The Bootleg Series, Vol. 5: Bob Dylan Live 1975 - The Rolling Thunder Review (2002)


 
Disc One 1. Tonight I'll Be Staying Here With You 2. It Ain't Me Babe 3. A Hard Rain's A-Gonna Fall 4. The Lonesome Death of Hattie Carroll 5. Romance in Durango 6. Isis 7. Mr. Tambourine Man 8. Simple Twist of Fate 9. Blowin' in the Wind 10.Mama, You Been On My Mind 11.I Shall Be Released Disc Two 1. It's All Over Now, Baby Blue 2. Love Minus Zero/No Limit 3. Tangled Up in Blue 4. The Water is Wide 5. It Takes a Lot To Laugh, It Takes a Train to Cry 6. Oh, Sister 7. Hurricane 8. One More Cup of Coffee (Valley Below) 9. Sara 10.Just Like a Woman 11.Knockin' On Heaven's Door

 

In the wide constellation of Bob Dylan’s live releases—both from official channels and the ever-expanding Bootleg Series—this particular entry stands as one of the most vital. It is not merely a companion to Hard Rain, which was released around the same era and ostensibly drawn from the same tour, but a document of a uniquely charged moment in Dylan’s live performance arc.
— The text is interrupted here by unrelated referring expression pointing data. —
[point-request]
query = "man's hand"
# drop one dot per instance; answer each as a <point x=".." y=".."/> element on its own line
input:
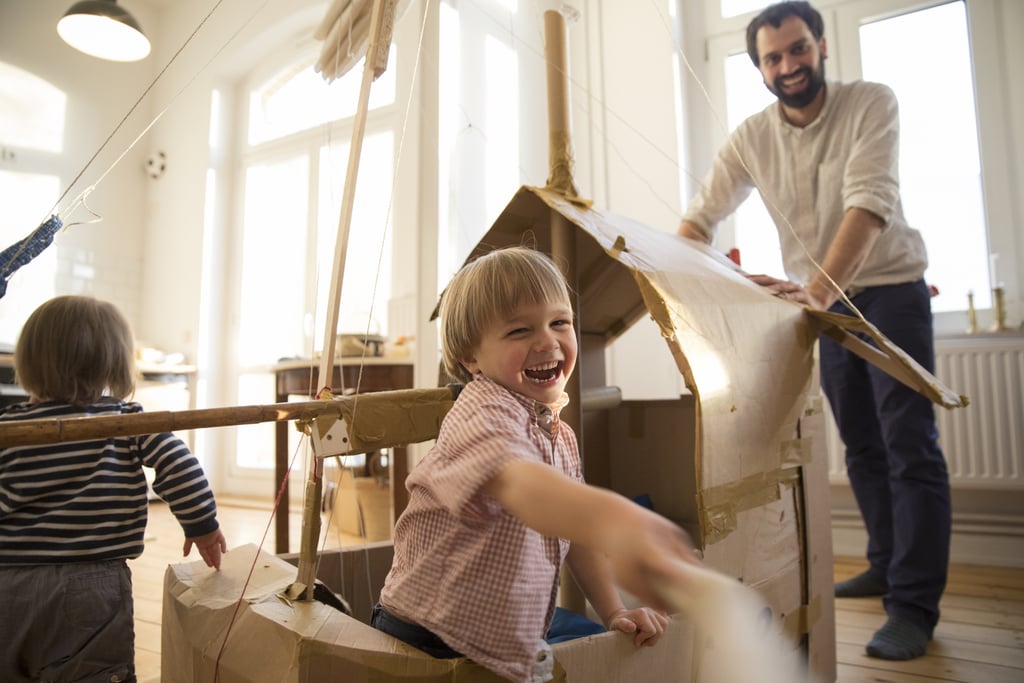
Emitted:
<point x="647" y="624"/>
<point x="210" y="547"/>
<point x="784" y="289"/>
Recorded some six months prior to Hard Rain, during performances in Boston and Montreal in the latter months of 1975, the energy here is more focused, the arrangements tighter, and the atmosphere positively electric.

The band—a rolling, at times chaotic collective dubbed the Rolling Thunder Revue—was infamously large and spontaneous, sometimes to the detriment of consistency. Where Hard Rain polarized fans and critics alike with its raw looseness, this recording benefits from a rare alignment of clarity and spontaneity. It captures both the meticulous musical execution and the ragged spirit of the tour, a synthesis few live albums ever achieve. This is not just performance; it’s performance elevated—raucous, polished, and emotionally charged.

The bulk of the set leans heavily on the Desire material, with six out of nine tracks from that album featured. Rather than serving as promotion, these live renditions often surpass their studio counterparts in intensity and immediacy. The ever-iconic A Hard Rain’s A-Gonna Fall, dramatically rearranged here, no longer simply retreads past glory—it reimagines it. It’s off-kilter and free-form in the best possible sense: not sloppily revised, but revived with theatrical purpose.

Joan Baez’s guest appearances on the final trio of songs from disc one provide an essential counterpoint—both vocal and symbolic. The musical and personal history between Baez and Dylan lends these duets a layer of resonance that borders on mythological. They’re not mere cameos; they’re summits, and Baez’s presence softens and sharpens Dylan’s edges simultaneously.

What’s most remarkable, perhaps, is the audio fidelity itself. Bootlegs from this era are known for their charm more than their clarity, but this release is pristine. It’s unlikely that even the most sought-after original bootleg tapes captured the Rolling Thunder Revue in such crystalline quality.

There are 22 tracks in total, and not one feels perfunctory. This is Dylan at one of his last truly untethered peaks—before the Gospel period, before the long wilderness of uneven tours—and it is immortalized here with stunning success. Whatever expectations one brings to the table, this album clears them with ease. It may be archival, but it feels urgently present.